Executive Compensation Reform
On July 31st, the House passed the Corporate and Financial Institution Compensation Fairness Act (HR 3269) -- a bill that addresses the perverse incentives in compensation plans that encourage executives in large financial firms to take excessive risk at the expense of their companies, shareholders, employees, and ultimately the American taxpayer – risks that contributed to the recent financial collapse.

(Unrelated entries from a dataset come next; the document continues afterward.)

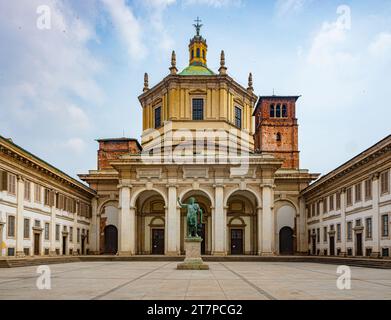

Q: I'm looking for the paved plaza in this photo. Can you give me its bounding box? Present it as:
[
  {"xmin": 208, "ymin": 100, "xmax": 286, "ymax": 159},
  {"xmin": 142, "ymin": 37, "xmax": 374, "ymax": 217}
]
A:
[{"xmin": 0, "ymin": 261, "xmax": 391, "ymax": 300}]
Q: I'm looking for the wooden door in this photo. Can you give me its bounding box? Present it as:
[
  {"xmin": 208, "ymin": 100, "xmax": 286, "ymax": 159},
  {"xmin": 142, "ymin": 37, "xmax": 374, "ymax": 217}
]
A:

The legislation provides shareholders of public companies with an annual vote on the executive compensation plans of companies’ top five executives and authorizes federal regulators to proscribe inappropriate or risky compensation practices of financial firms with at least $1 billion in assets. This bill is the first step towards enacting comprehensive financial regulatory reform to make sure we never face another historic financial crisis that depletes the retirement savings of millions, locks businesses out of much-needed credit, and threatens the entire economy.
More on the bill’s provisions.
“Say-on-Pay” (Applies to Public Companies)

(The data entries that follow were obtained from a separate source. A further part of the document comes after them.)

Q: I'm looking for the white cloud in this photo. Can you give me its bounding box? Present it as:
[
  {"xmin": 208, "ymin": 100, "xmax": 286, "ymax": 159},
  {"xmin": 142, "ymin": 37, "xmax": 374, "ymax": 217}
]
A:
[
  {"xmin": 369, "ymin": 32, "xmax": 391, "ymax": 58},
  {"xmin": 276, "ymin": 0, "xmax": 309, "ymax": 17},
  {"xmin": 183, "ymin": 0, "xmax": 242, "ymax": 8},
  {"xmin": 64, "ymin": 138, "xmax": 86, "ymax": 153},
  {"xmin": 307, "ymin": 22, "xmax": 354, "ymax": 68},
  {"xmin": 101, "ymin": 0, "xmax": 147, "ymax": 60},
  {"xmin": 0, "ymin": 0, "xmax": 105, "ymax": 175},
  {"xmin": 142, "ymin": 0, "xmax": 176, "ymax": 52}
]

- Requires publicly-traded corporations to allow shareholders to take non-binding votes during annual meetings on the top five executive compensation packages.
- Also requires shareholder non-binding votes on golden parachutes.
- Allows SEC to exempt small companies from the non-binding vote requirement if it finds such an exemption necessary.
Incentive-Based Compensation (Applies Only to Regulated Financial Firms)
- Authorizes the SEC, along with the federal financial regulatory agencies, to develop regulations for financial firms with at least $1 billion in assets that proscribe the use of employee compensation structures that pose a risk to financial institutions and the broader economy.
- Specifically, authorizes the regulations to restrict or prohibit “inappropriate or imprudently risky compensation practices” at these large financial firms.
- Requires financial firms with at least $1 billion in assets to disclose to the federal regulators any compensation structures that include incentive-based elements.
- Does NOT require disclosure of any individuals’ compensation information.
- Does NOT address compensation levels (only structures).
- Does NOT allow government pre-approval of anyone’s compensation.
Independent Compensation Committees (Applies to Public Companies)
- Requires the compensation committees of the Boards of Directors of public companies to be made up of independent directors.
- Requires that compensation consultants satisfy independence criteria established by the SEC.
- Makes provision for smaller companies whose boards may not have a separate compensation committee.